There are a number of steps involved in mapping out an enterprise risk management strategy. The first step is to evaluate the relationship between IT security risk levels and business costs. Executive management—in both the business camp and the IT camp—needs to define an acceptable level of risk for the organization as a whole. IT operations and security management then need to look at the different security tools that provide risk information. Finally, IT management needs to weigh the value of their risk information against the cost to get and analyze that information from the different security tools.

When defining a risk management strategy for your enterprise, it's critical to take into account these key requirements:

1. Early notification of new vulnerabilities
2. Asset discovery and determination of which are most critical and which are vulnerable
3. Prioritized remediation activities
4. Compliance monitoring
5. Reporting of risk levels and costs to business executives

If each additional technology that can be implemented and integrated into one cohesive dashboard improves the risk posture of your enterprise, so much the better. The technologies themselves don't change risk. They do, however, help your company lower its risk exposure to an acceptable level by providing mitigating controls. With the correct integration of solutions, the whole is greater than the sum of the parts. In other words, the benefits of multiple individual solutions—if they are integrated—yield more risk reduction than all of the products working alone.

The next level of integration is very near. In this vision, a network-level protection strategy can communicate with endpoint security products and improve overall protection. Network-layer intrusion protection systems safely allow malicious traffic to pass, knowing that the properly configured agents on the endpoint will provide the requisite protection and decreasing the latency to beneficial traffic on the network. Outside the enterprise, you can enforce the same level of protection through the endpoint agents without requiring the network layer. This universal policy enforcement allows for improved management of the end device, improved availability to the business, and comprehensive, accurate compliance reporting.

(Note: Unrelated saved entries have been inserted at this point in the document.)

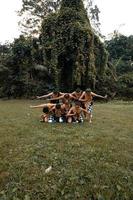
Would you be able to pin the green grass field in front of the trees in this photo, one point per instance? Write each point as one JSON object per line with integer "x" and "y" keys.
{"x": 89, "y": 161}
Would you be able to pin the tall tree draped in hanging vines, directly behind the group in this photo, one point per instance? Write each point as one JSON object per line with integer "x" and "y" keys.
{"x": 73, "y": 53}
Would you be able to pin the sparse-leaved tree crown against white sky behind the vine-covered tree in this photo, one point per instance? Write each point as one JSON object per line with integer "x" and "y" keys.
{"x": 34, "y": 11}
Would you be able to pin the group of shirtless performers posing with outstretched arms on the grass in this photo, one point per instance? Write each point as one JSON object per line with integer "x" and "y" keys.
{"x": 68, "y": 107}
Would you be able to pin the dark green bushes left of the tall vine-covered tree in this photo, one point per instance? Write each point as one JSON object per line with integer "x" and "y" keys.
{"x": 21, "y": 74}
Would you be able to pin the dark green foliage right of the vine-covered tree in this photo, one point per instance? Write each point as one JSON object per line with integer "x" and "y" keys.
{"x": 121, "y": 54}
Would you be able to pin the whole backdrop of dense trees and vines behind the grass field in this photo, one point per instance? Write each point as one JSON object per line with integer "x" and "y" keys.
{"x": 61, "y": 47}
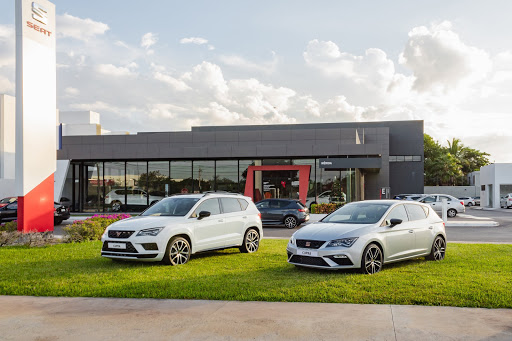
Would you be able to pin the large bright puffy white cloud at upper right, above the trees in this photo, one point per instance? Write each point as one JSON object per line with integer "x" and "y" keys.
{"x": 438, "y": 58}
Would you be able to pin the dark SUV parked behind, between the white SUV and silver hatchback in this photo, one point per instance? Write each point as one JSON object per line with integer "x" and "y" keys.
{"x": 288, "y": 212}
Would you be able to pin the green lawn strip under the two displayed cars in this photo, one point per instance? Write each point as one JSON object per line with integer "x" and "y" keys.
{"x": 472, "y": 275}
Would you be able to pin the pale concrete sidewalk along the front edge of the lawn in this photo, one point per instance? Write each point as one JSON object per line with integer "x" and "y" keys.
{"x": 51, "y": 318}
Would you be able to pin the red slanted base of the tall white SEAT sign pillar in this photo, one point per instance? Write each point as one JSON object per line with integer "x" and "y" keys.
{"x": 35, "y": 209}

A successful security risk management team will plan the processes, policies, and controls for an 18-month period. This time window bridges annual budgeting cycles, includes quarterly reviews against changing business requirements (including regulations) and security threats, and allows more predictable allocations of human and capital assets. An 18-month plan reinforces the view that security risk management is a long-term process that requires commitment that rises above individual or group preferences, enthusiasms, and fire drills. The plan should, above all, take into consideration the needs of the business during those 18 months. IT chiefs should present the plan to management to ensure that the priorities are aligned. And, they need to get agreement from all stakeholders. Periodic review allows for midcourse corrections and alterations with full visibility.

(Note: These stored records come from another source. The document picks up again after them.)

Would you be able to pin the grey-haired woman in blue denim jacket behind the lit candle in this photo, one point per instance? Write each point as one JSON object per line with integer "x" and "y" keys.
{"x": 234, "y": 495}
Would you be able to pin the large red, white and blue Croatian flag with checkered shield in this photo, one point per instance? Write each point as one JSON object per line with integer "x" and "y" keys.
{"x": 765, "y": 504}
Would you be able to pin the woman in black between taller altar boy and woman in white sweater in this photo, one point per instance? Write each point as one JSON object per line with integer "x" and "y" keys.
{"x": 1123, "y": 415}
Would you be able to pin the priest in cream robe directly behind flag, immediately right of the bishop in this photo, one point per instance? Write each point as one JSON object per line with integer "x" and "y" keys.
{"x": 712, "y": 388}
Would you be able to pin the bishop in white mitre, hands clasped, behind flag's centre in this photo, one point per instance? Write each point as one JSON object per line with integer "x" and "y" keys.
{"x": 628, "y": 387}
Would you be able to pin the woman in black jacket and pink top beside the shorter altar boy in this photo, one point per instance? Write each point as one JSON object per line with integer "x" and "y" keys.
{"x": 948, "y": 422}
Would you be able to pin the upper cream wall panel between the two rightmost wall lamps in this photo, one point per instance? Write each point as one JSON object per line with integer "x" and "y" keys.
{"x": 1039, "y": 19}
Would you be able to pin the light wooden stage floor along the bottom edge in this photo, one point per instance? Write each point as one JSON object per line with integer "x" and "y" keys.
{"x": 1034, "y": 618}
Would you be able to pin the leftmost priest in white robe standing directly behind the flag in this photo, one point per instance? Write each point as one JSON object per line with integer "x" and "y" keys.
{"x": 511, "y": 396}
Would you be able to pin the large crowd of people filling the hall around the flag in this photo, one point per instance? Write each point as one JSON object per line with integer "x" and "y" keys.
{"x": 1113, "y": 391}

Security risk management is a process, not a product that you can buy. It's a way of supporting business that helps organizations proactively identify and eliminate exposures, block attacks, manage compliance, and implement remediation strategies. IT security becomes just another aspect of the business' overall risk management and mitigation strategies. Through a consistent, unified approach to policy, assessment, protection, and compliance processes, your organization can confidently go down a path where appropriate business protections are applied and security risk becomes manageable. Efficient management of this risk will deliver better protection for the lifeblood of your business—intellectual capital and strategic competitive advantage.